Genre: Action, fanservice
Score: OK
The Tokugawa shogunate has ruled Great Japan for 400 years, preserving its cultural isolation with the power of Master Samurai, powerful female warriors who are utterly loyal to their general. Yagyu is heir to a minor samurai family, but when a girl falls from the sky, kisses him and transforms, his life as a reluctant general has begun. Soon a princess, some revolutionaries and various other cute factions are after him.
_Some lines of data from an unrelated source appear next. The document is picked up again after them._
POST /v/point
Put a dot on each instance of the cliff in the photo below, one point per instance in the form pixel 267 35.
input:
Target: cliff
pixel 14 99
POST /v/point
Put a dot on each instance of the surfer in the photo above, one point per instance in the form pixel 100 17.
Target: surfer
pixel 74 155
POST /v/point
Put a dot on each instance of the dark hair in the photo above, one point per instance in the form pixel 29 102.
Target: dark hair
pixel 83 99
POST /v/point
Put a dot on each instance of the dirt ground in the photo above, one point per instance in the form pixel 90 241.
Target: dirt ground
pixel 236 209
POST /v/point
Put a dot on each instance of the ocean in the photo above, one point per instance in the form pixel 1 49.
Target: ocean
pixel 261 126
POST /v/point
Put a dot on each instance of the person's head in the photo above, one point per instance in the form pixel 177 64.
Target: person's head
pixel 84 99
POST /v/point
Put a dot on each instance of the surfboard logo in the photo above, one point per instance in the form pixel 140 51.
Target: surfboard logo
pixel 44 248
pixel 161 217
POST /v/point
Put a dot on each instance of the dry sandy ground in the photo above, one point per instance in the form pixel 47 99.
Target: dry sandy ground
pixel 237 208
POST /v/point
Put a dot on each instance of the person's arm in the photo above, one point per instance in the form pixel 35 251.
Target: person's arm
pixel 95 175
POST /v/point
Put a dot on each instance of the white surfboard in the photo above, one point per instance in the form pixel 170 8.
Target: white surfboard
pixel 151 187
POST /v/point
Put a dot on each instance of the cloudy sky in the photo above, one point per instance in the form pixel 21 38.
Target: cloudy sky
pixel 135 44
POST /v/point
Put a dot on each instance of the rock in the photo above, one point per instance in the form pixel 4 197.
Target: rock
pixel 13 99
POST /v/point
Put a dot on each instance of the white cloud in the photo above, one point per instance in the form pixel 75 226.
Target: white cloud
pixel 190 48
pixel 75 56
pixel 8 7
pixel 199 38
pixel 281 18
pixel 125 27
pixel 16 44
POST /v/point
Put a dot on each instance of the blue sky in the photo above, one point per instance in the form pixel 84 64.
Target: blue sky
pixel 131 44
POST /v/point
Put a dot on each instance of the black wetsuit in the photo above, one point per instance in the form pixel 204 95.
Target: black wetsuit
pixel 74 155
When the opening scene features WW2-era planes being destroyed by a group of girls with swords (and a reckless disregard for gravity), you know this series is going to be odd. It has an odd premise, equating magical girls with samurai. It has an odd mix of styles, contrasting feudal Japan with sci fi tech. It has an odd visual style, in parts like ukiyo-e but often more like eastern calligraphy, with bold strokes and messy splatters of ink. It has an odd form of censorship, dripping blotches of ink on strategic areas of the screen. It has an odd habit of naming characters after historical and fictional ones without any accounting for gender, from Hattori Hanzo the combat maid to Charles d’Artanian the French blonde.
Oddness will only get you so far though. If you can get past that and the excessive fanservice – whether you watch the censored or obscene version is up to you – it has at least a passable plot. In the end it gets more points for originality than for execution though.